We have an environment with a mix of manual unsealed Vault servers (we call them the “master” Vault) and a number of auto-unsealed Vaults that use the transit provider of the “master” Vault.
In our lab environment, the “masters” are no longer able to manually unseal. Luckily, this is our lab environment where folks do POCs and test infrastructure/core changes.
As you may understand, having Vault suddenly be unable to unseal is a major concern, and something I want to get to the root cause of.
I’m trying to understand the steps involved in unsealing to debug where the unseal process has gone wrong. What are the steps that Vault actually performs to unseal? (ie. Fetch /vault/core/seal-config, gather keys, shamir.Combine() to form the master key, then decrypt ?? from key and verify against value ?? to get the disk encryption keys(?) whereupon the Vault is declared successfully unsealed?)
The 8 key holders in the lab are absolutely adamant that these are the correct keys and were the same used in February when this Vault was last unsealed.

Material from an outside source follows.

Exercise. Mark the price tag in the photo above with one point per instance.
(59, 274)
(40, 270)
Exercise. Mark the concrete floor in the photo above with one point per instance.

We run other manually unsealed Vault servers in non-prod and prod environments managed by this same team that are still unsealing fine. I’m confident they’re telling the truth and that a rekey hasn’t happened.
2x Vault 1.3.2 servers on VMs (recently upgraded directly from 1.1.2 in February)
3x etcd servers holding the Vault data
1 of 2 Vault servers is still running as active, with full access to the data and apparently working fine(?)
2nd Vault server is sealed and won’t unseal.
What we’ve done/tried:
Unsealing; The lab has a quorum of two. Upon entry of key 1, the log has the expected “[DEBUG] core: unseal key supplied” then “[DEBUG] core: cannot unseal, not enough keys:”. Upon entry of the 2nd key, the “[DEBUG] core: unseal key supplied” message appears, but then nothing else in the logs. The user sees “Unseal failed, invalid key” and the unseal count reverts to 0/2.
Rekeying: Also unable to reconstruct the master key, so rekey fails.
Checked etcd for corruption. None readily apparent. Revisions are comparable across nodes, all nodes report healthy.
Spun up a 2nd instance of the above environment in lab. Deployed via terraform & puppet, so we’re confident it’s configured exactly the same. Restored an etcd snapshot from a non-production Vault with manual unsealing, verified we can unseal that fine. (we can) Wiped etcd and restored lab etcd snapshot from Vault with manual unsealing. Restores fine, etcd says it’s all consistent. Same behavior as original lab environment, cannot unseal with expected keys.
Replaced 1.3.2 Vault binary with 1.2.4 on the off chance it’s something to do with new stored shares functionality. No dice. Still no unsealing.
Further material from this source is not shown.